Federal Officials Seek to Regulate Children’s Playgroup


If some bureaucrats in D.C. had their way, you would be required to get a license from the federal government to allow your child to take part in a regular playgroup with other parents. Federal officials are deciding the fate of one such group that has held regular meetings at a local church since the 1970s.

The Capitol Hill Cooperative Play School has operated as a voluntary cooperative since the 1970s. Each week, participating 2-year-olds gather in a room at the Lutheran Church of the Reformation for three hours, one to three days each week. The playgroup has no staff. Parents rotate watching the kids. Toddlers make new friends. Parents get flexible child care and build friendships through the partnership. The church gets new people in the door.

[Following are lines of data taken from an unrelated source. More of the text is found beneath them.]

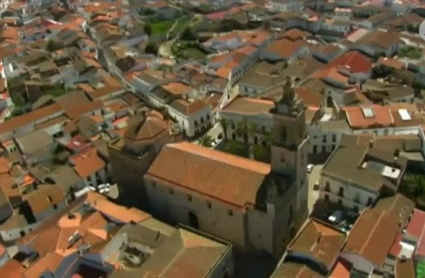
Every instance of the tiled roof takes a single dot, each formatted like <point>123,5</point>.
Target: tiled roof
<point>369,116</point>
<point>44,197</point>
<point>416,224</point>
<point>19,121</point>
<point>87,163</point>
<point>211,173</point>
<point>319,241</point>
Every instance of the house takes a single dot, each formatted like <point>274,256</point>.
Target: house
<point>316,246</point>
<point>129,230</point>
<point>285,50</point>
<point>182,195</point>
<point>369,243</point>
<point>193,117</point>
<point>25,123</point>
<point>131,155</point>
<point>45,201</point>
<point>6,210</point>
<point>90,167</point>
<point>66,178</point>
<point>375,43</point>
<point>356,183</point>
<point>285,6</point>
<point>36,147</point>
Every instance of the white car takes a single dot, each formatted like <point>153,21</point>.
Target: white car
<point>310,168</point>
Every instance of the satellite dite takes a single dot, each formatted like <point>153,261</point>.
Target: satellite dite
<point>422,30</point>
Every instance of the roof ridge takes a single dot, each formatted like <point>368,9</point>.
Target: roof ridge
<point>371,233</point>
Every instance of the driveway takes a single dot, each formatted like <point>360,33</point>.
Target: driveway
<point>313,195</point>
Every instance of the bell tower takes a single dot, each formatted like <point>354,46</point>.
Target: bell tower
<point>289,148</point>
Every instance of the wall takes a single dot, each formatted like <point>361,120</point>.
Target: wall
<point>317,134</point>
<point>14,234</point>
<point>351,193</point>
<point>49,212</point>
<point>224,266</point>
<point>173,203</point>
<point>263,121</point>
<point>358,262</point>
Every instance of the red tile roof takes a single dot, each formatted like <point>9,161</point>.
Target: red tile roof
<point>211,173</point>
<point>380,116</point>
<point>416,225</point>
<point>353,60</point>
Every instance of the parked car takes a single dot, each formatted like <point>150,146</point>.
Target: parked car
<point>310,168</point>
<point>335,217</point>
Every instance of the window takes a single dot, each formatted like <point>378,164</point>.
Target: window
<point>326,198</point>
<point>327,186</point>
<point>369,201</point>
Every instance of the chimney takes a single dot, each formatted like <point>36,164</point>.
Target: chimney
<point>319,237</point>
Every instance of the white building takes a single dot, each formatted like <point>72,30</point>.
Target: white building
<point>354,176</point>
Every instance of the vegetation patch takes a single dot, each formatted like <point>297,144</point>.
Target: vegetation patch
<point>188,50</point>
<point>160,27</point>
<point>56,91</point>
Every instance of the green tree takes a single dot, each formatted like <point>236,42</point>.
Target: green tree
<point>147,29</point>
<point>206,141</point>
<point>414,186</point>
<point>151,48</point>
<point>224,124</point>
<point>246,129</point>
<point>188,34</point>
<point>51,46</point>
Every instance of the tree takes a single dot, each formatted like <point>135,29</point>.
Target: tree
<point>414,186</point>
<point>206,141</point>
<point>188,34</point>
<point>224,124</point>
<point>227,25</point>
<point>151,48</point>
<point>51,46</point>
<point>147,29</point>
<point>246,129</point>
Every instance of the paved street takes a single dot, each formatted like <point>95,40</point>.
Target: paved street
<point>313,195</point>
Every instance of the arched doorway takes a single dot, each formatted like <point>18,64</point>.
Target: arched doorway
<point>193,220</point>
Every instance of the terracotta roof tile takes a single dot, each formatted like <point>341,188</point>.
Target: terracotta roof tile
<point>87,163</point>
<point>30,117</point>
<point>320,241</point>
<point>50,262</point>
<point>231,179</point>
<point>44,197</point>
<point>369,116</point>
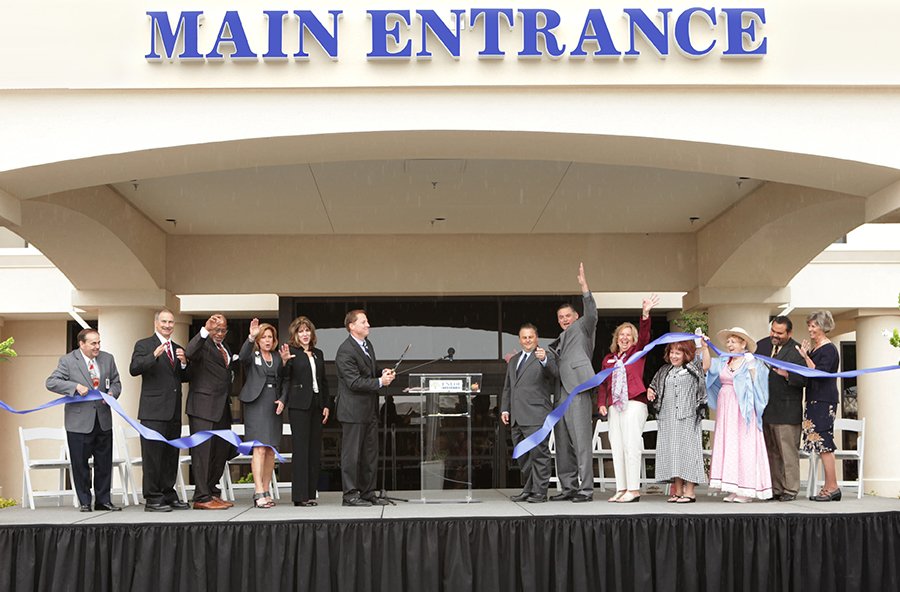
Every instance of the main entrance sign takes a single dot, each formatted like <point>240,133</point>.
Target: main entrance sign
<point>404,34</point>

This type of voluntary program is a win-win for families and the community. Each year, the cooperative is handed down to a new group of parents who wish to take responsibility for it and give their toddlers the chance to play together.

The D.C. government has left the Capitol Hill Cooperative Play School alone — until two months ago.

On Sept. 7, the Office of the State Superintendent of Education investigators inspected a playgroup of toddlers to assess whether the cooperative was an illegal daycare. The investigators issued Capitol Hill Cooperative Play School parents a “statement of deficiencies,” alleging that the Capitol Hill Cooperative Play School was violating the regulations that apply to a “child development facility.”

District rules for a “child development facility” include a requirement to obtain a license to operate, which would likely mean the end of the voluntary cooperative. But the D.C. Code already includes an exemption for “informal parent-supervised neighborhood play groups.”

The Capitol Hill Cooperative Play School parents have developed some simple rules over the years. Supervising parents should not be distracted by their work or phones during the playgroup. Parents are required to submit emergency contact information and medical treatment forms for each child. Families must report to the group when their toddler has a contagious illness. The group has a plan for what to do in the event of an emergency.

These seem like wise precautions to take in the best interest of the children. But to the D.C. government, these rules are evidence that the parents are running an illegal child-care facility. Ironically, if the Office of the State Superintendent of Education has its way and is allowed to regulate this playgroup out of existence, it would be creating a disincentive for parents to self-regulate, as a playgroup with no safety rules would presumably be on stronger legal standing.

Once again we have a story of government run amuck. This type of regulatory encroachment could be the first step toward broader government overreach. Of course, any communist government wants and needs to gain control of the basic unit of society – the family.